Portage to cut police, up taxes PDF Print E-mail
Written by BY DEBBIE ROGERS Sentinel Staff Writer   
Tuesday, 29 September 2009 11:15
portage_storyPORTAGE - Village council has adopted a five-year plan to put Portage on the road to recovery.
Now it just needs residents to board the bus with them.
The plan, which calls for eliminating the police department and for voters approving a 1-percent income tax in May, will be a tough sell.
After it was adopted in a brief meeting Monday, resident Mike Stacklin asked what they were going to do in May when Portage voters reject the tax request.
"When the tax levy fails - and it will - what's the next step," he said.
Belinda Miller, chief project manager of the local government services division with the Ohio auditor, said the village must increase revenue. Its only big expense was the police department, which is being phased out by Jan. 1.
Before the vote, Councilwoman Marcia Wolford said she was having trouble with asking voters for another tax. Council already implemented a 1 percent income tax in January, without ballot approval, which is allowed through the Ohio Revised Code. The two income taxes will generate around $118,000 annually.
"The 1 percent income tax kills me. That we're going to double the tax and not provide any service," she said.
"It's the only viable alternative," said Councilman Doug Maas.
The plan was passed with a 4-0 vote. Floyd Wilson and John Jividen were absent.     
After the meeting, Mayor Mark Wolford said a lot of hard campaigning for the income tax would have to be done.

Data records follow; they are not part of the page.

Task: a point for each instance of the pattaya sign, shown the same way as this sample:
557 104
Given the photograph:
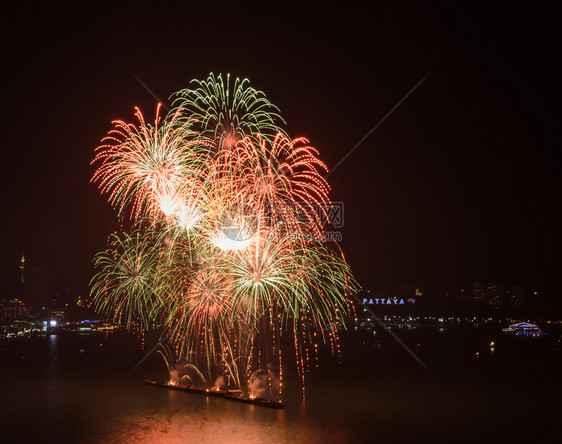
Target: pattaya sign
386 301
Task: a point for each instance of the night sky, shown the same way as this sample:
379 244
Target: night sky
460 183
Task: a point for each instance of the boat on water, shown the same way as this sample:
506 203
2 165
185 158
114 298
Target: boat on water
524 329
234 395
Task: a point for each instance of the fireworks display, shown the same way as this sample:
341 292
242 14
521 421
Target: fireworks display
224 247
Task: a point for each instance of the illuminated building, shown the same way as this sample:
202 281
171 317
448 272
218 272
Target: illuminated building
22 268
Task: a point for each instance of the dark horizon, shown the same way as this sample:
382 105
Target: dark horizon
461 183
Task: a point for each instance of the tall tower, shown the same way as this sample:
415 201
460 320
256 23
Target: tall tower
22 268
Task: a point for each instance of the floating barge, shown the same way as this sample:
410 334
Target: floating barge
234 395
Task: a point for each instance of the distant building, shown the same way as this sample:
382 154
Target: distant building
13 310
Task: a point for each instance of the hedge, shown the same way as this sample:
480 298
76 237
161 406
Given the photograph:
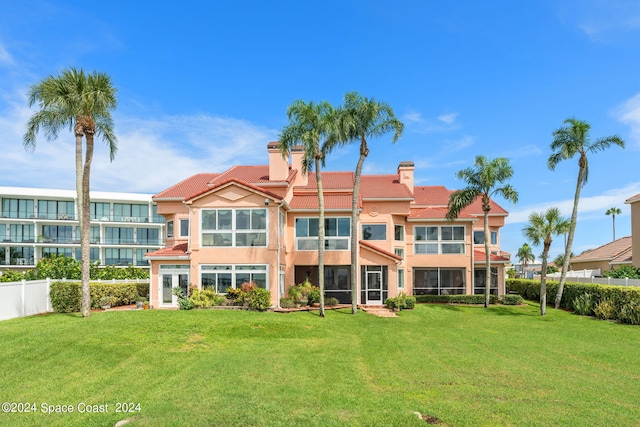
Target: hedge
66 296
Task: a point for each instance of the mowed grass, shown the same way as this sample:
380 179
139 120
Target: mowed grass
465 366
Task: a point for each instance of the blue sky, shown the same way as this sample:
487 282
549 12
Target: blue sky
205 85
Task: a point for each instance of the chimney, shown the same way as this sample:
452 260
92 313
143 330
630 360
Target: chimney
297 154
405 173
278 165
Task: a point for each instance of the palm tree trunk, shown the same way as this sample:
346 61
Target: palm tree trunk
487 277
543 279
85 227
354 233
320 235
572 229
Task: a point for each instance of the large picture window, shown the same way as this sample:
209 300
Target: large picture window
222 277
438 281
234 227
439 240
336 233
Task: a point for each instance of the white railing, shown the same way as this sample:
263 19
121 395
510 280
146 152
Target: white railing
29 297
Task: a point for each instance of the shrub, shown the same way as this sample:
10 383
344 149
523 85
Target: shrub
605 309
512 299
331 302
258 299
583 304
630 313
456 299
287 303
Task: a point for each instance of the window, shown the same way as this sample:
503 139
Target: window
336 233
222 277
17 208
56 209
398 233
374 232
479 281
234 227
439 281
184 228
439 240
478 237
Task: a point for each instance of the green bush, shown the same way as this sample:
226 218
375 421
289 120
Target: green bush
456 299
287 303
583 304
331 302
512 299
630 313
66 296
605 310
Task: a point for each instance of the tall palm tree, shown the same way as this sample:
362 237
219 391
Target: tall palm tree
312 126
613 212
525 254
482 181
541 228
569 141
83 103
362 118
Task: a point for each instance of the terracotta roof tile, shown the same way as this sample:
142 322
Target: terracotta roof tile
608 251
383 186
186 187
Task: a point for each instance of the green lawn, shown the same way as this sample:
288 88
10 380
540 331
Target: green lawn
467 366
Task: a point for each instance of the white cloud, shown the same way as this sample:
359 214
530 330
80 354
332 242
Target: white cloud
593 207
629 114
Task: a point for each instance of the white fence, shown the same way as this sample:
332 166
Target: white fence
26 298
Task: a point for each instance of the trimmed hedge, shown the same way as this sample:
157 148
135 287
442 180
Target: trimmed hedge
66 296
456 299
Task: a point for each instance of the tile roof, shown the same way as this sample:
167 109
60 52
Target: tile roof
331 201
434 213
374 248
174 251
608 251
186 187
383 187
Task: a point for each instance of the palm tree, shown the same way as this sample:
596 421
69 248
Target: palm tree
613 212
312 126
567 142
481 181
362 118
83 103
525 254
541 228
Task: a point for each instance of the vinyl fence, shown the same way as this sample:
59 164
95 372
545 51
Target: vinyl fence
29 297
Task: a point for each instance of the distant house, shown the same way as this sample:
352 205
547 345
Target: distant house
605 257
260 224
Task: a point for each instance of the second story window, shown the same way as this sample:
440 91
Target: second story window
234 227
374 232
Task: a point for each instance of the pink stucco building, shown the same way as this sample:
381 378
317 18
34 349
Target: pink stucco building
259 223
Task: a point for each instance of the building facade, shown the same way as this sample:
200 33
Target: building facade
260 224
36 223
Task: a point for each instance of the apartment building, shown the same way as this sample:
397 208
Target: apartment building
39 222
260 224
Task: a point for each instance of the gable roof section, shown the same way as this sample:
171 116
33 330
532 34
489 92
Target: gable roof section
383 187
606 252
186 187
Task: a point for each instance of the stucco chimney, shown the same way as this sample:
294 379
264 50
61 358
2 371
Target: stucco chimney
405 173
297 154
278 165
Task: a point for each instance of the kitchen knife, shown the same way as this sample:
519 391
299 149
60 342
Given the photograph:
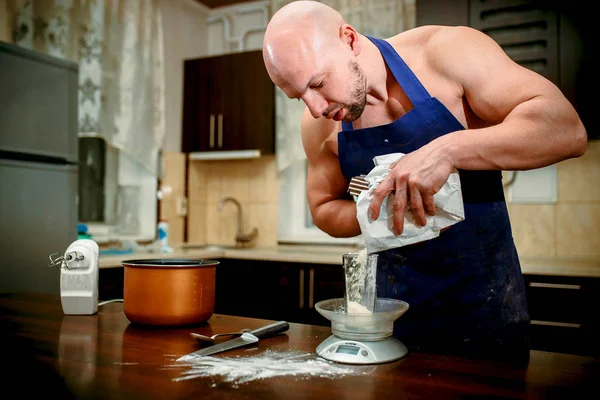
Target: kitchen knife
245 339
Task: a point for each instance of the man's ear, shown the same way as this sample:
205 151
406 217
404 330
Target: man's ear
350 38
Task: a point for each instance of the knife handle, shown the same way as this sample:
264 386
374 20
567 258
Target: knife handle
271 329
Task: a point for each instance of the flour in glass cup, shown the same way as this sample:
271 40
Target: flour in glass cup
360 284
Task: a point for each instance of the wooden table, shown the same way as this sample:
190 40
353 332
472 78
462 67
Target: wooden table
103 356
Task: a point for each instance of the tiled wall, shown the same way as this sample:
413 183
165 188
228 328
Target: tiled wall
253 183
571 227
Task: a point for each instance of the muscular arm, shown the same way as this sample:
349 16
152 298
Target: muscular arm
535 125
326 186
516 120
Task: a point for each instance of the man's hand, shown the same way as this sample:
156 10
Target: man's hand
414 179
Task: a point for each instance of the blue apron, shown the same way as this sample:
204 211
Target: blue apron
465 288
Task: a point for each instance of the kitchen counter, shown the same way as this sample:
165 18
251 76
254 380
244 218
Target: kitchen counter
103 356
332 255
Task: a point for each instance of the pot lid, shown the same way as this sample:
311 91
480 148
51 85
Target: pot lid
169 262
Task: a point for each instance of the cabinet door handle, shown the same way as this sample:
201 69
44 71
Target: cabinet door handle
211 137
301 299
220 131
311 288
552 323
554 285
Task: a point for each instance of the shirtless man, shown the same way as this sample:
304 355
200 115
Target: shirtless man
451 100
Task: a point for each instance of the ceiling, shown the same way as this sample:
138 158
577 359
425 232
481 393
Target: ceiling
220 3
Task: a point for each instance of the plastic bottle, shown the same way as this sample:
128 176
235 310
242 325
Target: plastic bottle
163 236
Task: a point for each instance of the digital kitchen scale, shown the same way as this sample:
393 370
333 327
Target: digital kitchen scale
364 338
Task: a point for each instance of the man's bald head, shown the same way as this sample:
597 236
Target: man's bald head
298 33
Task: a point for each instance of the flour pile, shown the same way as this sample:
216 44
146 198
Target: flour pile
269 364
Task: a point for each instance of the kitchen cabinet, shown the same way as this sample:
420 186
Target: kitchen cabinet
563 312
551 38
228 104
276 290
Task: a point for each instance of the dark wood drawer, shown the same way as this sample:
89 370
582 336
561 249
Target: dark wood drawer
563 313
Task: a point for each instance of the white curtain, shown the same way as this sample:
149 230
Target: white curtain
118 45
377 18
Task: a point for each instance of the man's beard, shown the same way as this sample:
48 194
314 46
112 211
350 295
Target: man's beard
358 95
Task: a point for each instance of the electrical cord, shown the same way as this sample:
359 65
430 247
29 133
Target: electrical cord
110 301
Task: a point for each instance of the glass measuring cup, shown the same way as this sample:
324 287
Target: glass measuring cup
360 270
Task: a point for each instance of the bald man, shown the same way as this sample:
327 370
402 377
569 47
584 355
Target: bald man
451 100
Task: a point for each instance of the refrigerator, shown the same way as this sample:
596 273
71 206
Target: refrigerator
38 167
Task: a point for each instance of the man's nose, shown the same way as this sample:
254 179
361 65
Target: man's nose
316 105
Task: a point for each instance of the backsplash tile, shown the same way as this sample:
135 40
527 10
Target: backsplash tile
254 183
534 229
578 230
197 224
579 178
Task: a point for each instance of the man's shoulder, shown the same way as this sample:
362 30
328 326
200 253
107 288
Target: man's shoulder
429 35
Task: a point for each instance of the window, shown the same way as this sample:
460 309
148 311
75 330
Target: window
295 221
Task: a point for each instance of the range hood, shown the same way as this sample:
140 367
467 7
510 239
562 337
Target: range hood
224 155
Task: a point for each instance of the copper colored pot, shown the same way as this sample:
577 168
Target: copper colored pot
169 292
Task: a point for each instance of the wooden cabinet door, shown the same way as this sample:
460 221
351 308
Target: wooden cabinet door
201 102
229 104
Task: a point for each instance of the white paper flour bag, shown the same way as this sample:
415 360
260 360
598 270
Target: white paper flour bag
378 235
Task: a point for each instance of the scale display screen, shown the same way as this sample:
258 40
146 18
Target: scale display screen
347 349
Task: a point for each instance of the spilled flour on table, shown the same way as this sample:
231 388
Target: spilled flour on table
269 364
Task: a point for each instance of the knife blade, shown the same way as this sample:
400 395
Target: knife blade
243 340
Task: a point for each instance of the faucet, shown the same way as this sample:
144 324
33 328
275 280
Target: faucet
240 238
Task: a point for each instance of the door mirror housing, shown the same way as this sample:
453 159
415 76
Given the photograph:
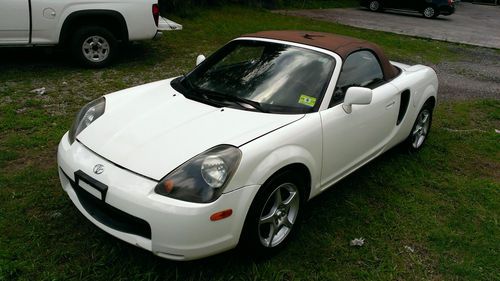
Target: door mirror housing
356 95
199 59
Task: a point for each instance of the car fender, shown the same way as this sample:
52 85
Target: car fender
136 17
305 148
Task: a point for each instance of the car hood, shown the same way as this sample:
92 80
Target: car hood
152 129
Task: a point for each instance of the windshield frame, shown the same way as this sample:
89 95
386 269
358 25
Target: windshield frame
323 98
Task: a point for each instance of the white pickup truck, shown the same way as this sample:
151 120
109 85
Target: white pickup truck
91 29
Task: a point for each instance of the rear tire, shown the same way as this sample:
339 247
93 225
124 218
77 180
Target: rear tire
374 6
273 215
93 46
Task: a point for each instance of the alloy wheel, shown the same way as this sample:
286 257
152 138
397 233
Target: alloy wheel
96 48
278 215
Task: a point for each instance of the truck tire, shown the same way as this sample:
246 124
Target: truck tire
93 46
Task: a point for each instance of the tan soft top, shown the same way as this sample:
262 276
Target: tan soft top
341 45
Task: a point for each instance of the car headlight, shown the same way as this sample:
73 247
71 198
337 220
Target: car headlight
203 178
88 114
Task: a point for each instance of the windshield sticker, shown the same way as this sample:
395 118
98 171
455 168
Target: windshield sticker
307 100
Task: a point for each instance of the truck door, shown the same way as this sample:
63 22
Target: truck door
14 22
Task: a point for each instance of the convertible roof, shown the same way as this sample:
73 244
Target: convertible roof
341 45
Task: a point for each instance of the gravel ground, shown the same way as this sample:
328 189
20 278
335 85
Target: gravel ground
476 75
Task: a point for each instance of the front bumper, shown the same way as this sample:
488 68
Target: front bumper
130 210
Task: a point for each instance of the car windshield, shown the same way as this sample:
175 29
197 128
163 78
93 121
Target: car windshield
261 76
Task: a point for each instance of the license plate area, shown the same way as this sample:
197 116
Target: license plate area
91 185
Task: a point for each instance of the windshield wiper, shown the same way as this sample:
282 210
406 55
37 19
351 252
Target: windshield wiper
235 99
211 95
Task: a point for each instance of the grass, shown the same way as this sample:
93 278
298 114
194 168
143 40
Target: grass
431 216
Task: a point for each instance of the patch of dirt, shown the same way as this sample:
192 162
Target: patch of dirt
476 75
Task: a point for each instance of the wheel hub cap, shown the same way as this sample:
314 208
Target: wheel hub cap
278 215
95 48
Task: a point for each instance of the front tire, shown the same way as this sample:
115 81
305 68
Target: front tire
420 130
273 214
93 46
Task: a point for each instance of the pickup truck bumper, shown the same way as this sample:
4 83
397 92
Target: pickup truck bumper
168 25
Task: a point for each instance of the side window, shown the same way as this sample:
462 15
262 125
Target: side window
360 69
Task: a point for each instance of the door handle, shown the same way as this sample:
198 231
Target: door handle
388 106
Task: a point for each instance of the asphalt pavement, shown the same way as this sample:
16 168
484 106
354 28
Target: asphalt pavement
471 23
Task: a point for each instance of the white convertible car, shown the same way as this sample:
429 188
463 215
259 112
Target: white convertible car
230 153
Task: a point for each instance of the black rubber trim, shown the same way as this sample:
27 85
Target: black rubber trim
109 215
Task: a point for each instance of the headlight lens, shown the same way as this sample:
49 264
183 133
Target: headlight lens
88 114
203 178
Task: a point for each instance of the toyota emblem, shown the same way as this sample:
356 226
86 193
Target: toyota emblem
98 169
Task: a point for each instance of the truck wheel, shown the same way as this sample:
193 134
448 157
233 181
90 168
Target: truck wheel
93 46
273 214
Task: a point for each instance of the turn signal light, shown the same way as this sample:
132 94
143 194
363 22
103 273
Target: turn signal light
221 215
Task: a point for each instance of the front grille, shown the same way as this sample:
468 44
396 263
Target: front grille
109 215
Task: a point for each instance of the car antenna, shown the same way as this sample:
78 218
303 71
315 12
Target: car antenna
311 36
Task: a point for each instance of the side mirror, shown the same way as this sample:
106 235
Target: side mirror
356 95
200 59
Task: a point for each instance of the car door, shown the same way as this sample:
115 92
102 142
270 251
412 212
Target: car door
351 139
14 22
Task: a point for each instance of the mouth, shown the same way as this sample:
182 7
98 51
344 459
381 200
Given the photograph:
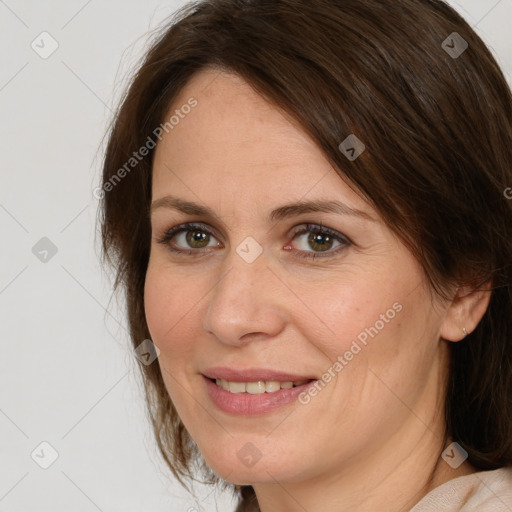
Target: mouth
257 387
252 398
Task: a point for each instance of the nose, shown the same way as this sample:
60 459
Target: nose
246 303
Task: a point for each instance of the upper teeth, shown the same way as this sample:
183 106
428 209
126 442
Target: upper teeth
255 388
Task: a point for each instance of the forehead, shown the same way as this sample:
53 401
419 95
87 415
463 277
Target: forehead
235 143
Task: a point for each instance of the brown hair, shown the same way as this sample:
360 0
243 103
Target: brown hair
438 133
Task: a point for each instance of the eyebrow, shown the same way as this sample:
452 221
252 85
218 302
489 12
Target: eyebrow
283 212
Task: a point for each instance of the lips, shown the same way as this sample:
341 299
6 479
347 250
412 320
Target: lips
254 374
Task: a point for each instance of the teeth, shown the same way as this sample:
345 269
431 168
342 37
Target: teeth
258 387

"It's going to be real tough to pass it," the mayor said.
He also hopes annexation prospects on the north end of town come through - possibly bringing $60,000 annually into Portage.
Wolford met last week with representatives of DayMark Safety Systems, Century Marketing and Greenline Foods.
"It was a very good meeting and we had very good conversations," he said.
Wolford did admit that officials from the three companies weren't thrilled at the prospect of joining the village, with the income taxes looming. The only advantage for the companies, the mayor said, is a lower sewer rate.
However, Wolford said, the businesses are prepared to stand by a 2001 agreement they have to annex into Portage if a contiguous landowner also annexes. Discussions are ongoing with that man, he said.
Miller, with the auditor's office, also gave an update on the village's possible plan to sell the town hall. She said money from a property sale could not be used for operations.
"So if you were to sell this building it would do nothing to alleviate your problem," Miller said.
Portage's five-year recovery plan now goes before a financial planning and supervision commission for approval Oct. 6 at 6 p.m.
Miller said the plan could be reviewed at any time, most likely annually.
The village was put into fiscal emergency by the state in April. According to the plan adopted Monday, it will have revenues of $289,685 this year and expenditures of $418,507 for a $128,822 deficit.
With the new income tax and the police department cut, the village could have a positive balance of $48,880 by 2011.